Work Environments and the Impact on Contingent Workforce Productivity


Happy workers are more productive workers. There is no mystical secret to this simple fact.  It is intuitive and makes perfect sense.  Yet, it is commonplace for work environments to be anything but life affirming and healthy for full time workers or contingents.  If there is a culture that produces a negative work environment within an organization for its full time employees, there is little hope that the picture will be better for the contract worker.  However, for forward thinking organizations putting forth the effort to make their work environments affirmative, the rewards are manifold. This post will look beyond the steps these companies have taken to make full timers more productive and examine how fostering a healthy work environment improves contingent workforce productivity. 

Overall, the notion of contingent work is in itself focused on work life balance.  Many contractors struck out as contingents particularly for the better work/life balance they were able to create for themselves by having more control over when they wished to work (as opposed to full timers who were locked into regular 40 hour schedules).  Yet as the ranks of the contingent workforce swell, there is definitely some risk that productivity may suffer.  Particularly if contingents are regarded as throw away commodities by employers seeking to minimize labor costs at the expense of almost any other consideration.

For those that truly wish to capture the best of both worlds – better labor utilization and cost control along with high productivity – there are strategies to employ that can deliver this two-fold objective. Here are a few of the most effective.

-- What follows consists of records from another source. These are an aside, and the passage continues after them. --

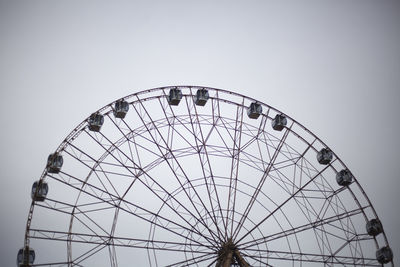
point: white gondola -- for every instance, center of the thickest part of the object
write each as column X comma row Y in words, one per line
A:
column 54, row 163
column 344, row 177
column 95, row 121
column 279, row 122
column 201, row 97
column 374, row 227
column 39, row 191
column 254, row 110
column 25, row 257
column 121, row 108
column 324, row 156
column 174, row 96
column 384, row 255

1)  Allowing for Telecommuting
Nothing is better for protecting work/life balance than the ability to work in environments that are comfortable and do not require the hassle and expense of a daily commute.  Companies that allow telecommuting among contractors and contingents report higher levels of productivity from that segment of their workforce.

2) Offering Flex Hours
Going hand in hand with telecommuting, allowing contingents to work hours of their own choosing provides the flexibility to the worker to take a sick child to a doctor’s appointment or to take care of banking during business hours.  Workers who are permitted this latitude are typically more contented on the job and exhibit better productivity as a result.  As long as the contractor is performing on time and with sufficient quality, (and as long as the work doesn’t require specific on the job hours such as teaching etc.) there’s much to be gained and little to be lost by allowing flex hours. For independent contractors in particular, the latitude with working hours is actually one of the indicators examined in a classification audit.

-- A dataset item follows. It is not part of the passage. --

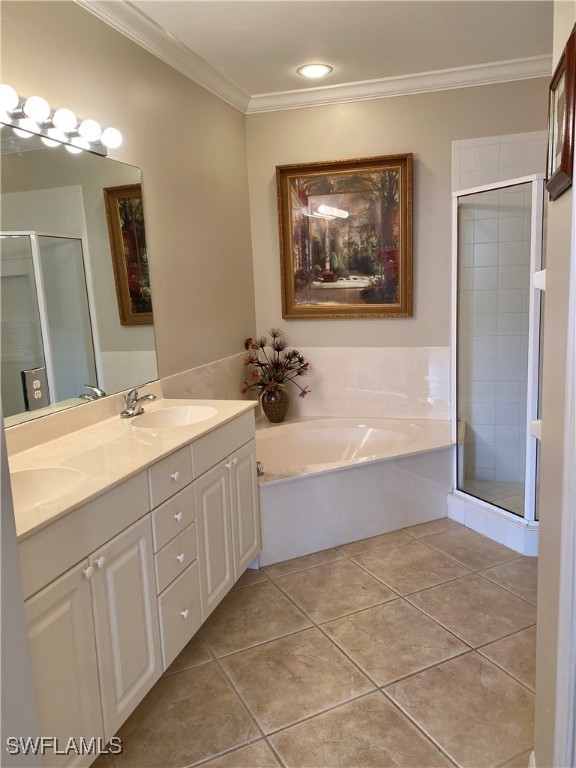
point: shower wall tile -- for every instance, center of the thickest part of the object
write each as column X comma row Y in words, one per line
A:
column 493, row 310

3)  Developing Contingent Labor Pools
In a report from Cornell HR Review we learned of the practice in use at greeting card company Hallmark allowing for the development of contingent labor pools. To qualify for inclusion in the pool, workers must have had prior experience working as contingent or full time Hallmark employees so as to ensure that pool resources have experience with Hallmark culture, business rules and processes.  Pool members must accept at least one assignment every six months in order to remain eligible.  Pool workers are often allowed to telecommute at greater rates than their non-pool counterparts.  As a result of this practice, Hallmark has achieved an on-demand roster of talent from which to source as needed at any location across their operations. Workers in the pool are highly motivated and productive because they know there will be work for them on a regular basis, but that they’ll have significant control over when and where they’ll be called to perform.

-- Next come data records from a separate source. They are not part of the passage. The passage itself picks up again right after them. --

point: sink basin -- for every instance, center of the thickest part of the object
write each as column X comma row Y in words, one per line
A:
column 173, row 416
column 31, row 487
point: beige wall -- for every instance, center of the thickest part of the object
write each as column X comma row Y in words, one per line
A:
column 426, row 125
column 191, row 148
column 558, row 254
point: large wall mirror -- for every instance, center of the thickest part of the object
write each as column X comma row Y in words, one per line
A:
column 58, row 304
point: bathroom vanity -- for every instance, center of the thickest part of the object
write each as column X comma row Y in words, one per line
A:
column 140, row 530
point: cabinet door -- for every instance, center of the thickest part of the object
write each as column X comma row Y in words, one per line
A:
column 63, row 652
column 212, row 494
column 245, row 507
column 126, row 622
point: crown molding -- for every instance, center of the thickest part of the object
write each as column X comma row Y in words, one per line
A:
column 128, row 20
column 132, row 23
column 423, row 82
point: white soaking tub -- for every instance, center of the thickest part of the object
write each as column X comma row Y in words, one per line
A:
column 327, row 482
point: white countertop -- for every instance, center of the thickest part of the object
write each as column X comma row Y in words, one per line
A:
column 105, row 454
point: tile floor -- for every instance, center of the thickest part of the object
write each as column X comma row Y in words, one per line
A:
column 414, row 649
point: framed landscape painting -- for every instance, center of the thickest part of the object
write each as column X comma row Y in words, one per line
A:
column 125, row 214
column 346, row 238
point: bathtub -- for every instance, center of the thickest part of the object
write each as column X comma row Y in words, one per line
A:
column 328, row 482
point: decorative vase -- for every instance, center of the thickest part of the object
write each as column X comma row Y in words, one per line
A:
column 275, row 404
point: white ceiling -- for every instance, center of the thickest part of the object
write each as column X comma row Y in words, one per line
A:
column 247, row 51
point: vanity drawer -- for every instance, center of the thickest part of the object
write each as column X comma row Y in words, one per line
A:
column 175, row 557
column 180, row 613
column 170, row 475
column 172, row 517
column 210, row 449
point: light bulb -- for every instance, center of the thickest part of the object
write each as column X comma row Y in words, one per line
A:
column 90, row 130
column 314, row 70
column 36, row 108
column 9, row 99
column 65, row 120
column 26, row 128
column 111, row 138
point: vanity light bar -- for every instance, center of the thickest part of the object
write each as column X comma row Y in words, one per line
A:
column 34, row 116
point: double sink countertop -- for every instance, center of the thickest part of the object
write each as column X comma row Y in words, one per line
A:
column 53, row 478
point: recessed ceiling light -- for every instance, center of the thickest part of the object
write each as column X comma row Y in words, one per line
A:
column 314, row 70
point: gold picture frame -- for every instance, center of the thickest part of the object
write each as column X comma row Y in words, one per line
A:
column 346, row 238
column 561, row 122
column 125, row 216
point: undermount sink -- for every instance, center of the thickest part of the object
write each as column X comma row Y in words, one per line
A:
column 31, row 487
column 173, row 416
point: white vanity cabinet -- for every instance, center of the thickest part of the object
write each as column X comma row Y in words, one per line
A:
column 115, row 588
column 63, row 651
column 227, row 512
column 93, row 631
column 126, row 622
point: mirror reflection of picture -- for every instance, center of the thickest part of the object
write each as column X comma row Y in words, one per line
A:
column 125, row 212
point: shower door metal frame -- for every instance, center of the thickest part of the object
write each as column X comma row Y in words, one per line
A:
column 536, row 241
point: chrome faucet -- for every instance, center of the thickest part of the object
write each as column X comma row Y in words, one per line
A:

Other interesting environmental strategies that produce positive productivity effects include Google’s practice of infusing work areas with bright colors and offering games and other distractions to keep workers (contingent and otherwise) feeling engaged and positive. The redeployment of retirees and early retirees into consultative roles within their former organizations provides supplemental income to the worker while delivering highly experienced resources back to the organization, helping train and guide the next generation of employees.  Participants in both these strategies report positive feelings about them and that translates into greater productivity.